Wherever possible, use less air-con, say “no” to single-use plastic, embrace energy-efficient appliances, and help protect our planet Earth before it gets too late.
Natural resources, environment and climate change minister Nik Nazmi Nik Ahmad said on Tuesday that beginning 2025, the use of plastic bags will be completely banned nationwide.
We only have around two years’ time to adapt to life without plastic bags, or pay a hefty government-imposed sum for them.
99 Speedmart is the first to echo the government’s policy, not providing any plastic bags beginning this month. However, patrons can still purchase from the shop a RM2 Madani reusable bag which can be exchanged for a new one with the old, or have the RM2 “deposit” refunded anytime.
Nik Nazmi said Malaysia is one of the top ten countries in the world facing severe plastic waste problem, and this is by no means exaggerated. Compared to Taiwan, Singapore, Japan, South Korea and Scandinavian countries, we are almost a “plastic paradise” where we won’t go out shopping without plastic bags.
The havoc from this seemingly insignificant plastic bag towards our planet must never be underestimated.
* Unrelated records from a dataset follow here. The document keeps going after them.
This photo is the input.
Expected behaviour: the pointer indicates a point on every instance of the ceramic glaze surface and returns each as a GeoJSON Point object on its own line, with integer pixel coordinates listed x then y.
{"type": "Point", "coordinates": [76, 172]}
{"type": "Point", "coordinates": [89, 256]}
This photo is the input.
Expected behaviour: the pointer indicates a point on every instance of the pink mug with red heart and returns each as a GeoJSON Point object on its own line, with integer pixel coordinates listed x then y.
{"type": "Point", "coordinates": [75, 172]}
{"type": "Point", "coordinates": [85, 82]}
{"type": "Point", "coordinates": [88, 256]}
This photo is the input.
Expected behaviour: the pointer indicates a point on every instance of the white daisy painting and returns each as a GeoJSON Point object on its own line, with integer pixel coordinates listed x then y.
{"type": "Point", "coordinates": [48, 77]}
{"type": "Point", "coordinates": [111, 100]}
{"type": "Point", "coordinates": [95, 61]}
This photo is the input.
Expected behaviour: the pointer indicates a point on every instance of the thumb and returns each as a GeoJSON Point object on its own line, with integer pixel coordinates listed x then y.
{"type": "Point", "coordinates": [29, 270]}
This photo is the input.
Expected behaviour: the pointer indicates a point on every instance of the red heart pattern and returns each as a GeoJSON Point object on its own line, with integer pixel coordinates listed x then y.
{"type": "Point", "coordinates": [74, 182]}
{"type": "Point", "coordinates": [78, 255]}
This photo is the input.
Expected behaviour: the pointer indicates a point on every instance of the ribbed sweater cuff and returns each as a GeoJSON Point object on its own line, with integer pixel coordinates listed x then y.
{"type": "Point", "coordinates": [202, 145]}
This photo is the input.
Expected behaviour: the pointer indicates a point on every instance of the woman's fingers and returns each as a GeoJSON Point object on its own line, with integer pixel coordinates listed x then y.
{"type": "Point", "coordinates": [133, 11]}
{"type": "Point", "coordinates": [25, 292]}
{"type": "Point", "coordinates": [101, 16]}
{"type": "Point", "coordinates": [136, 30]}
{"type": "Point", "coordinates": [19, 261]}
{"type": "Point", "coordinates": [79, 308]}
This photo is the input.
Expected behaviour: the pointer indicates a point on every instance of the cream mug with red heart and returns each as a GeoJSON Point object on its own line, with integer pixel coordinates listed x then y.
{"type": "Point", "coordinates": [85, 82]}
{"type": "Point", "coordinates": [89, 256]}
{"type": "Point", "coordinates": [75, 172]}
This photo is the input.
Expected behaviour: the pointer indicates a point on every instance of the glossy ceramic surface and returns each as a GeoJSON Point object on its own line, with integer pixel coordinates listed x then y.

If each of the world’s eight billion people use only one plastic bag a day, we will have to produce 2.81 trillion plastic bags a year. What about plastic bottles and containers?
A professional scientific journal reported several years ago that humans poured 23 to 37 million pieces of plastic debris into our oceans every year. The five major subtropical gyres have been choked with a total of 5.25 trillion pieces of plastic debris.
Currently the world’s biggest garbage dump is the Great Pacific Garbage Patch covering an area of almost 1.4 million square kilometers, or 4.2 times the size of Malaysia. The United States is the biggest contributor of marine garbage on a per capita basis. And of course, China and India are also big polluters.
Our oceans are vast, covering 361 million square kilometers, but thanks to unchecked human devastation, some 2% of our sea surface is covered by floating debris. You are right, that is more than 7 million sq km!
While we are avidly condemning the Japanese government for planning to release over a million tons of treated wastewater from the Fukushima nuclear plant into the sea over 30 years, we should more so ask ourselves whether we are are also ruining our own oceans!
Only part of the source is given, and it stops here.